4. RESULTADOS E DISCUSSÃO
O primeiro gráfico mostra a quanto tempo os colaboradores trabalham na empresa:
Figura 1: Tempo de empresa.

Ao analisar os resultados da pesquisa de clima, é importante levar em consideração o tempo de empresa dos funcionários, um funcionário que está há mais tempo na empresa pode ter uma visão mais consolidada e crítica da organização, enquanto um novo colaborador pode ter uma perspectiva mais otimista e positiva. No gráfico, observamos que 35,3% possuem de 3 a 5 anos e 35,3% possuem mais de 5 anos, ou seja 70,6% dos colaboradores já tem uma melhor percepção em relação ao clima organizacional. 23,5% de 1 a 3 anos e apenas 5,9 de 3 a 6 meses.
Buscando compreender o sentimento que os colaboradores têm acerca da valorização de seus trabalhos pelos líderes, estes responderam:
Figura 2: Valorização profissional

Diante da afirmativa “Sinto que meu líder valoriza minhas contribuições”, podemos ver que grande maioria concorda parcialmente 64,7%, ou concordam totalmente 11,8%, mostrando que os gestores buscam valorizar os trabalhos de seus funcionários, com isso, gerando motivação. 17,6% discordam parcialmente e 5,9% discorda totalmente com a afirmação.
Conforme Oswaldo (2013) a valorização no ambiente de trabalho, que pode muitas vezes, ser demonstrada mediante “atitudes afetuosas” (sem qualquer tipo de conotação sexual) é essencial para elevação da autoestima e motivação dos colaboradores.
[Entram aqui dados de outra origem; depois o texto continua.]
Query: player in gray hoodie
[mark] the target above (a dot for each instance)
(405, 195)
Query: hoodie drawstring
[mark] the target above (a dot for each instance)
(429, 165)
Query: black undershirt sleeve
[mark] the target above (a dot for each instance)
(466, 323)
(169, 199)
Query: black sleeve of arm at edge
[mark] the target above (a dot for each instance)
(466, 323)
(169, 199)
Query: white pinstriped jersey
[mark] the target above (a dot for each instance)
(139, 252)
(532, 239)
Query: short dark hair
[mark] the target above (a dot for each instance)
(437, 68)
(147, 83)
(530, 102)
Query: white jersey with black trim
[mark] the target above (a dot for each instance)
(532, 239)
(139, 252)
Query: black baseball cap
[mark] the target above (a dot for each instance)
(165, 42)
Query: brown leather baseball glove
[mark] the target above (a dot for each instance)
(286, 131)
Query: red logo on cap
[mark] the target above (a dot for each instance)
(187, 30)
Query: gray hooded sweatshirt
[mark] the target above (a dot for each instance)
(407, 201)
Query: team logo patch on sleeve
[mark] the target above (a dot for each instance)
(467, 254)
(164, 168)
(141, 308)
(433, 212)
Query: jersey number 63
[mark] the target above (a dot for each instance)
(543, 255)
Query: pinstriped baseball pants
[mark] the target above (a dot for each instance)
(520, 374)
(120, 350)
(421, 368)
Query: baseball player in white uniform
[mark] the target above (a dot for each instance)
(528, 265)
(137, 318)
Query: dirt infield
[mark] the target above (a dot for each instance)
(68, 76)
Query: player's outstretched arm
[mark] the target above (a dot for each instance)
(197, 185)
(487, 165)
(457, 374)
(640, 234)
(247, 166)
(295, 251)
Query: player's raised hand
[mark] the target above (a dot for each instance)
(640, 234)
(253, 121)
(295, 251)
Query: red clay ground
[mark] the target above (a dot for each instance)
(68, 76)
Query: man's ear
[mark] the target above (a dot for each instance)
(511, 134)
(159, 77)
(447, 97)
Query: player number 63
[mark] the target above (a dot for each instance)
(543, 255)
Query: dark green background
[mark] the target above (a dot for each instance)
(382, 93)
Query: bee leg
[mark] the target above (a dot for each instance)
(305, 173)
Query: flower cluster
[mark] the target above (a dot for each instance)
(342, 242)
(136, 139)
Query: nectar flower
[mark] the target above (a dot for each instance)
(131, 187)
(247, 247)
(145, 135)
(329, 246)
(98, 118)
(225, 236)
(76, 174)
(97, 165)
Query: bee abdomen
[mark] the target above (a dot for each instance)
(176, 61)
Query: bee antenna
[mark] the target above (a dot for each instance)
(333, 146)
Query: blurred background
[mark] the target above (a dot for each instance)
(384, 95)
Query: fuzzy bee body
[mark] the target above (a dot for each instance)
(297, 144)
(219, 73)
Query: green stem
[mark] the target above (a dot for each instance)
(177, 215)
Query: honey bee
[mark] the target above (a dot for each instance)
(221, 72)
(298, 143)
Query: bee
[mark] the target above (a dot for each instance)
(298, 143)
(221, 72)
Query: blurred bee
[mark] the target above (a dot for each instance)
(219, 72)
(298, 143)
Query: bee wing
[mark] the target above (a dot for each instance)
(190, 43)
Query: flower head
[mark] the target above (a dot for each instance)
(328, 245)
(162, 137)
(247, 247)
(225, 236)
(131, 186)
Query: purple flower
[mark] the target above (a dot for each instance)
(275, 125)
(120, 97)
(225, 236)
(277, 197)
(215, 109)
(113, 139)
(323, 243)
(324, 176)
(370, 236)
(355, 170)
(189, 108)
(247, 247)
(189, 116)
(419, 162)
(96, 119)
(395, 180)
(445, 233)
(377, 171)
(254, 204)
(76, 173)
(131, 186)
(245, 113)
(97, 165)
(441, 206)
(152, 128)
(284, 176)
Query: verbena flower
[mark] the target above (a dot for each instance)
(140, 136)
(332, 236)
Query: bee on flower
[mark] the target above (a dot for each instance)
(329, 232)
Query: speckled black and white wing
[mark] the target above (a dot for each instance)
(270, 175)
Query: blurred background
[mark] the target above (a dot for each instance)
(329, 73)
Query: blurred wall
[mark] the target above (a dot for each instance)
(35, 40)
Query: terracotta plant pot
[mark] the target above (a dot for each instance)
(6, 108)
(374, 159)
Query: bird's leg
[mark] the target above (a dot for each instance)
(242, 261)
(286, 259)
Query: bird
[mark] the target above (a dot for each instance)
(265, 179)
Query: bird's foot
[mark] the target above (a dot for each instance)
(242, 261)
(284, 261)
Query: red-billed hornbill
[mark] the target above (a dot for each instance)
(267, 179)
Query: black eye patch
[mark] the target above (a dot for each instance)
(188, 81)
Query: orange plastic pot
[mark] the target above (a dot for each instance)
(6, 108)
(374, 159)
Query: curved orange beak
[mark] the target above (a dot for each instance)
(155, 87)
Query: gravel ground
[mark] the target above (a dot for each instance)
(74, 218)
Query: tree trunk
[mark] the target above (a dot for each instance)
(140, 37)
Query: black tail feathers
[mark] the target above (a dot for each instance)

O famoso psicólogo Abraham Maslow ao hierarquizar as necessidades humanas colocou a realização pessoal e profissional em níveis mais altos. Segundo Maslow (1970), a autorrealização profissional é a busca pessoal de cada indivíduo na tentativa de realizar seu próprio potencial e a se desenvolver continuamente como ser humano ao longo de toda a vida, por meio de tarefas válidas e virtuosas. O ser humano tem necessidade intrínseca de sentir-se parte da equipe, da organização, de sentir-se amado, valorizado e reconhecido. Traz consigo uma grande vontade de crescer profissionalmente, tem muitas ambições, cria expectativas, sonha com uma vida melhor, busca novos conhecimentos, quer destacar-se, ter sucesso na vida, Oswaldo (2013).
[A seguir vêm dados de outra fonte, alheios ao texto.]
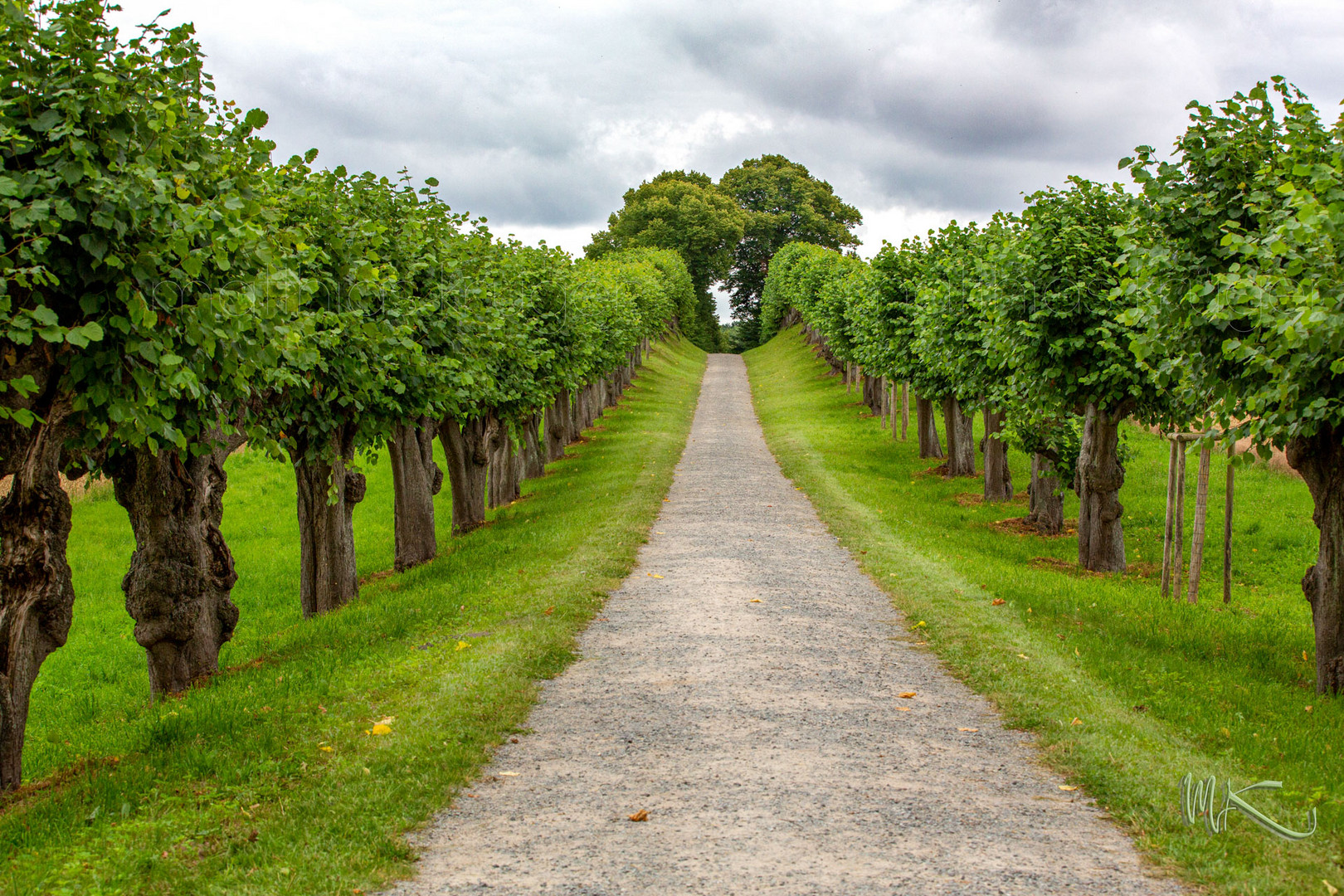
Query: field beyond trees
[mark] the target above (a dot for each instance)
(275, 777)
(1124, 689)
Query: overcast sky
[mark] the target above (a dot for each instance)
(541, 116)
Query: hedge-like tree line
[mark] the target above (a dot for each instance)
(168, 293)
(1210, 299)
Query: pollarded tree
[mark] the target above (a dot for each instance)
(686, 212)
(108, 190)
(1239, 295)
(784, 204)
(1060, 327)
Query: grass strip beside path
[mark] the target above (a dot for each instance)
(273, 778)
(1125, 691)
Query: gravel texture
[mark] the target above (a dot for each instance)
(743, 688)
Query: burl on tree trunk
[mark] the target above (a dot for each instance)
(1047, 504)
(35, 592)
(466, 448)
(1320, 460)
(962, 441)
(928, 426)
(416, 481)
(327, 496)
(997, 476)
(1101, 535)
(182, 571)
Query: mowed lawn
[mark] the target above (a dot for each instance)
(268, 779)
(1125, 691)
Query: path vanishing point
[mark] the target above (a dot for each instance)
(743, 688)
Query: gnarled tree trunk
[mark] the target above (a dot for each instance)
(962, 440)
(1101, 535)
(416, 481)
(466, 448)
(1320, 460)
(997, 476)
(327, 496)
(1047, 503)
(37, 597)
(182, 571)
(928, 426)
(558, 421)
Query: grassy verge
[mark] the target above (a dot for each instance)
(1125, 691)
(268, 779)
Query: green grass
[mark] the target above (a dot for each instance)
(265, 781)
(1224, 689)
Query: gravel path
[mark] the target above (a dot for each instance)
(743, 688)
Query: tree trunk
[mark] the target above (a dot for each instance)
(997, 476)
(1046, 499)
(37, 596)
(327, 496)
(533, 461)
(928, 425)
(416, 481)
(466, 448)
(182, 571)
(962, 441)
(1196, 539)
(1320, 460)
(558, 426)
(1101, 535)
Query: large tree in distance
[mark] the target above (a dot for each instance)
(686, 212)
(784, 204)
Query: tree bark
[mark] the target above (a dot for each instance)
(558, 426)
(37, 596)
(1196, 539)
(1046, 508)
(327, 496)
(1320, 460)
(466, 450)
(962, 441)
(533, 461)
(997, 476)
(1101, 535)
(929, 444)
(182, 571)
(416, 480)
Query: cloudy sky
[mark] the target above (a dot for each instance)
(539, 116)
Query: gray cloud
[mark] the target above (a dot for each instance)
(542, 116)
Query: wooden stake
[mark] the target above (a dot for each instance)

Toda a pessoa tem a necessidade de ter seus esforços reconhecidos, não importa a forma que for, tanto no âmbito profissional quanto no familiar, quando não há esse reconhecimento as consequências podem ser significantes tanto para o colaborador quanto para a empresa. Para o profissional, pode gerar desmotivação, insatisfação, estresse, ansiedade e até problemas de saúde mental, como depressão. Para a empresa, pode resultar em queda de produtividade, aumento da rotatividade de funcionários, dificuldades na retenção de talentos e em um clima organizacional negativo.
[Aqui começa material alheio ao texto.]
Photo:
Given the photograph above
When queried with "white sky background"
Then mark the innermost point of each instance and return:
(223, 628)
Buscando compreender os sentimentos que os colaboradores têm acerca da autonomia para tomar decisões relacionadas às suas tarefas, eles responderam:
Figura 3: Autonomia para tomar decisões

Autonomia no trabalho é a capacidade de um colaborador tomar decisões e agir de forma independente no exercício de suas funções. Dar poder de decisão à equipe permite que os colaboradores tenham voz para lidar com suas responsabilidades e tarefas no cotidiano corporativo. A abordagem de Taylor, embora controversa, também aborda a autonomia no trabalho. A “administração científica” defendida por Taylor busca otimizar a eficiência do trabalho, o que pode ser interpretado como uma forma de restringir a autonomia do trabalhador. No entanto, a crítica à Taylor é importante para a reflexão sobre a autonomia, mostrando que a autonomia não se reduz a um sistema de gestão, mas sim à capacidade de o trabalhador tomar decisões, resolver problemas e exercer sua criatividade.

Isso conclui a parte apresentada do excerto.